Riot-prone France

ByElsa Sc S

Doing her graduation from LUMS & a keen researcher


July 28, 2023

Riot-Prone France

Elsa Sc S talks about the
growing impatience in France

Riot-Prone France – The tendency of violent protestation in France is growing with time as pointed out by its frequency. The recent spate of violent protests in France emphasised yet again that there is something dysfunctional about the pattern of governance in the country that continues to destablise the republic. The week-long rioting seriously disrupted businesses in the country and they are now grappling with the fallout. The riots have already caused more than €1 billion ($1.1 billion) worth of damage as protesters attacked nearly 400 bank branches and 500 corner shops with estimates putting the total number of looted stores at 1,000. Though the government has vowed to support the businesses but the damage to business confidence may take a long time to come back. And the situation is still combustible as a man arrested in Paris during a memorial rally for his brother, who had died in police custody seven years ago, has been released from hospital amid calls for more protests. The calls came with France still on edge after the police killing of a teen near Paris sparked the worst rioting in the country since 2005. A joint statement by left-leaning associations, unions, and political parties had called for a rally in front of a central Paris police station to demand that he and another person detained with him be released. At least 20 people including two lawmakers were seen outside the station.

The shooting of a 17-year old youngster of Algerian roots has put France on edge as the atrocity has rekindled long pent-up frustrations and accusations of systemic racism among France’s security forces. More than 3,700 people were taken into police custody in connection with the protests since Nahel’s death, including at least 1,160 minors and the situation is still very tense. The reports that French navy is investigating claims that masked, off-duty marines tackled rioters in the western city of Lorient, home to a major military base, during national unrest has caused a negative effect on the situation. It is also viewed with concern that in an interview a 25-year-old man who said he was a member of the armed forces and intervened to support the police along with about 30 colleagues so as to not leave the country to burn. These reports have made policy makers to worry about the impact of the incident on the prevailing situation.

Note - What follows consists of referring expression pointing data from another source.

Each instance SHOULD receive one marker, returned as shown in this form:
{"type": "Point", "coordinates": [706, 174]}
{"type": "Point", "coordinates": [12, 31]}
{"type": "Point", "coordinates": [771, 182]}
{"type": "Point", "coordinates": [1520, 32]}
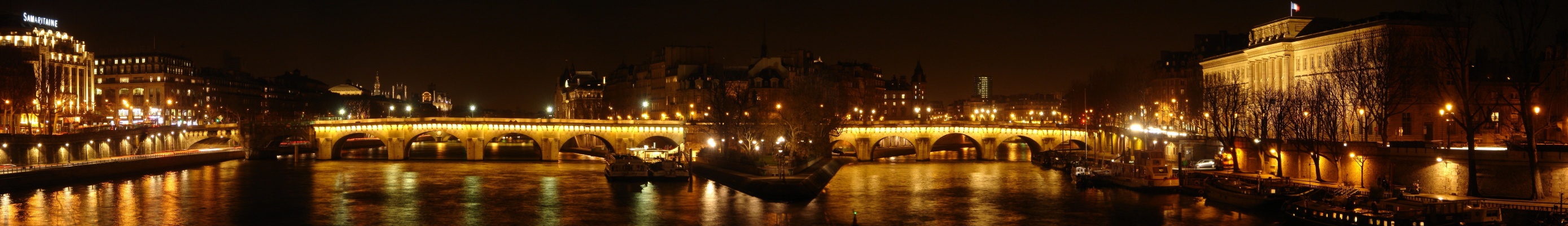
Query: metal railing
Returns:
{"type": "Point", "coordinates": [102, 160]}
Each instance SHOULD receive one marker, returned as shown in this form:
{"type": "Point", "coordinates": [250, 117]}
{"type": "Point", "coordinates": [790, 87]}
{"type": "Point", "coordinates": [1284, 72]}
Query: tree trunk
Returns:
{"type": "Point", "coordinates": [1236, 160]}
{"type": "Point", "coordinates": [1536, 168]}
{"type": "Point", "coordinates": [1473, 189]}
{"type": "Point", "coordinates": [1317, 167]}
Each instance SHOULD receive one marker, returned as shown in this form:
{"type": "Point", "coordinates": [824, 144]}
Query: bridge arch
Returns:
{"type": "Point", "coordinates": [587, 145]}
{"type": "Point", "coordinates": [360, 146]}
{"type": "Point", "coordinates": [211, 142]}
{"type": "Point", "coordinates": [102, 150]}
{"type": "Point", "coordinates": [658, 142]}
{"type": "Point", "coordinates": [35, 156]}
{"type": "Point", "coordinates": [893, 146]}
{"type": "Point", "coordinates": [962, 146]}
{"type": "Point", "coordinates": [1018, 148]}
{"type": "Point", "coordinates": [844, 146]}
{"type": "Point", "coordinates": [513, 146]}
{"type": "Point", "coordinates": [436, 145]}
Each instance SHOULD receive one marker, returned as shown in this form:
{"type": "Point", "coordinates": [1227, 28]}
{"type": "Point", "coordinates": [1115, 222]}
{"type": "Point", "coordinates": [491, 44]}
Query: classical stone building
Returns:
{"type": "Point", "coordinates": [154, 88]}
{"type": "Point", "coordinates": [1297, 53]}
{"type": "Point", "coordinates": [47, 74]}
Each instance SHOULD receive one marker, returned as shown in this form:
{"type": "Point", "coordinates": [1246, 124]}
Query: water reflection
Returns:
{"type": "Point", "coordinates": [573, 192]}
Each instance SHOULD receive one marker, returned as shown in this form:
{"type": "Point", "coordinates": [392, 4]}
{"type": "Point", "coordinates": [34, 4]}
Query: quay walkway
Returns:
{"type": "Point", "coordinates": [1517, 205]}
{"type": "Point", "coordinates": [15, 170]}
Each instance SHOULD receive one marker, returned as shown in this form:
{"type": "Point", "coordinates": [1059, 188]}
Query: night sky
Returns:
{"type": "Point", "coordinates": [507, 55]}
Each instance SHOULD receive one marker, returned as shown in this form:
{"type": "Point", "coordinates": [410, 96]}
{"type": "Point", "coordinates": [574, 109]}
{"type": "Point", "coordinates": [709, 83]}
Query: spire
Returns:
{"type": "Point", "coordinates": [378, 85]}
{"type": "Point", "coordinates": [764, 41]}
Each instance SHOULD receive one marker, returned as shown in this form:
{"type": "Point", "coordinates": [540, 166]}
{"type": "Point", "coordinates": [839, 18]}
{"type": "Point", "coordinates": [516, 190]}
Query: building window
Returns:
{"type": "Point", "coordinates": [1405, 124]}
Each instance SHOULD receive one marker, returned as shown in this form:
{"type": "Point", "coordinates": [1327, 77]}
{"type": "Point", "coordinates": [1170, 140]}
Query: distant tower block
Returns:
{"type": "Point", "coordinates": [982, 88]}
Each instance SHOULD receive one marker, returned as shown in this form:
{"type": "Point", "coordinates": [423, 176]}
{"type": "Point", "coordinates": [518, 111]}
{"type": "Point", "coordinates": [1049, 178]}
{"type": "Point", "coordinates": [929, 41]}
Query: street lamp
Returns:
{"type": "Point", "coordinates": [1361, 160]}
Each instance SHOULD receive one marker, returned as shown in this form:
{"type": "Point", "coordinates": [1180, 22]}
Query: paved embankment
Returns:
{"type": "Point", "coordinates": [79, 172]}
{"type": "Point", "coordinates": [1514, 205]}
{"type": "Point", "coordinates": [799, 187]}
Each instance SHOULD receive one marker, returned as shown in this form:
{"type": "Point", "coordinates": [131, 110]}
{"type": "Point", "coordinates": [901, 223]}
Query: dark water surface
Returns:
{"type": "Point", "coordinates": [573, 192]}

Intriguing reports point out that it wasn’t president Macron who brought six days of rioting in France to an end nor the presence of 45,000 police and gendarmes on the streets that persuaded the rioters, arsonists, vandals and looters to stand down. Instead, it seems that it was the drug gangs who decided enough is enough. Having so many boys in blue patrolling the streets was bad for business and so gang leaders exerted their influence and ordered the young hoodlums back to their bedrooms. That, at least, was the news broken to Macron when he dropped by a police station in the 17th arrondissement of Paris. Meeting them Macron asked his worn-out police officers that whom did the rioting kids listen to and the response was that they listened to the drug dealers. It was a brutal reality check for Macron particularly when it was widely picked up by the French press.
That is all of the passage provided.